Although Dr. Kidd did not testify in the present case and there was no evidence that Dr. Baird's methodology had gained acceptance by the Human Gene Mapping Conference, Dr. Baird testified that the methodology of and the calculations in the foregoing article, upon which his population frequency testimony was based, were reliable and generally accepted in the scientific community. The defendant made no specific challenge to this conclusion. Compare State v. Pennell, 1989 WL 167430 (Del.Super.1989) (unreported opinion) (defense expert disputed the findings of the State's witness from Cellmark Corporation, another laboratory which performs DNA tests); People v. Wesley, 140 Misc.2d at 329-30, 533 N.Y.S.2d at 657-58 (defense called another expert to challenge the premise and conclusions of Dr. Baird's study); Kelly v. State, 792 S.W.2d 579 (Tex.Cr.App.1990) (same). Under the circumstances, the trial court could conclude that Dr. Baird's testimony was the subject of no real dispute, and that his calculations were reliable and generally accepted by the scientific community.

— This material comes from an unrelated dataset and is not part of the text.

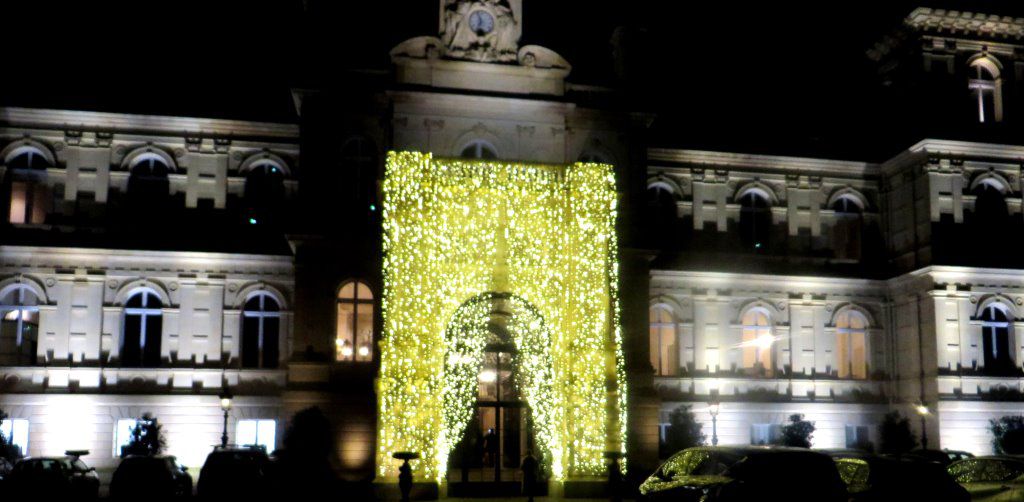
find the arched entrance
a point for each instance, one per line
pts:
(500, 334)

Finally, the fact that the Lifecodes data base, from which that company drew the statistics necessary to make its probability determinations, had changed since the time of the defendant's DNA test or was "constantly changing" was not a basis for finding Dr. Baird's conclusions unreliable. Dr. Baird testified that "the numbers change slightly ... [a]nd the times where we have changed the data base to this point, the overall effect in the number has been relatively minimal." He also stated that a data base containing 832 individuals was "fairly large ... for this kind of study."

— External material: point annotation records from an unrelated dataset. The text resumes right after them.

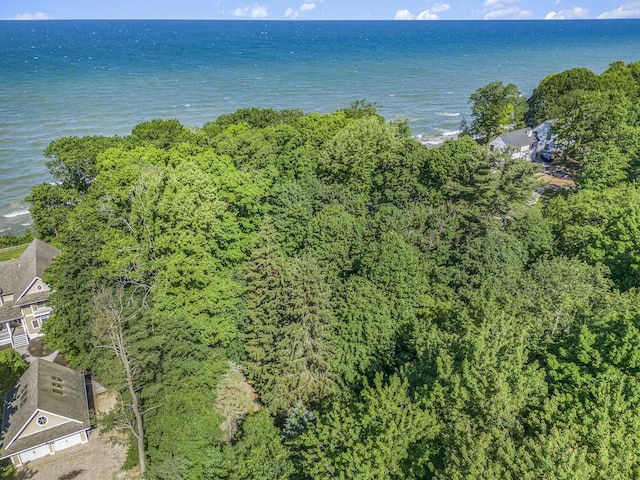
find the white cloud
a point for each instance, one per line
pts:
(498, 3)
(241, 12)
(259, 11)
(508, 13)
(32, 16)
(424, 15)
(404, 15)
(567, 13)
(256, 11)
(628, 10)
(440, 7)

The defendant offered no evidence to refute either of these statements, and evidence presented in other DNA cases supports Dr. Baird's testimony. See, e.g., Cobey v. State, 80 Md.App. 31, 559 A.2d 391, 398 (App.), cert. denied, 317 Md. 542, 565 A.2d 670 (Md.1989) (a data base of 700 persons, "four experts said at trial, fell within generally acceptable scientific criteria. There was no expert testimony at trial contradicting the proposition that the data base supported the conclusion drawn. We think that the evidence presented by the State was sufficient to establish a basis for the reliability and admission of DNA fingerprinting").

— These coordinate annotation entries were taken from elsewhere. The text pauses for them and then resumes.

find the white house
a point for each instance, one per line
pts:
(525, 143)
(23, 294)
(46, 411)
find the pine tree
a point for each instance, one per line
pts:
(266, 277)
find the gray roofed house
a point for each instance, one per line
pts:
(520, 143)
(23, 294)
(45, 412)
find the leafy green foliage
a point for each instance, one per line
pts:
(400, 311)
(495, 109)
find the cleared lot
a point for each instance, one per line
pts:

We have examined the issues raised in the defendant's pro se brief. Those issues concern the alleged denial of the effective assistance of trial counsel and are totally without merit.

In our opinion, the defendant received a fair trial. The judgment of the circuit court is affirmed.


All Judges concur.


[1] Although the defendant did not raise at trial the possibility of contamination during transit and no evidence was therefore elicited in that regard, we note that in Perry v. State, [Ms. 8 Div. 301, March 16, 1990] (Ala.Cr.App.1990), this court observed that DNA is "highly resistant to many of the forces of nature and is particularly stable in dried specimens. Successful forensic D.N.A. tests have been conducted on evidentiary specimens that were more than four years old." See also People v. Wesley, 140 Misc.2d 306, 325, 533 N.Y.S.2d 643, 655 (N.Y.Co.Ct.1988), wherein the court observed:

"[E]nvironmental effects, such as heat, humidity, and ultraviolet light do not appear to have an adverse effect on the integrity of DNA and a DNA print test....

"... [N]either the testing procedure itself, nor any known environmental factor, nor anything else, can alter the DNA to give a false result.... [T]he dichotomy is only between a correct answer or `no result'never a false positive.... [T]his view appears to have gained general acceptance in the scientific community."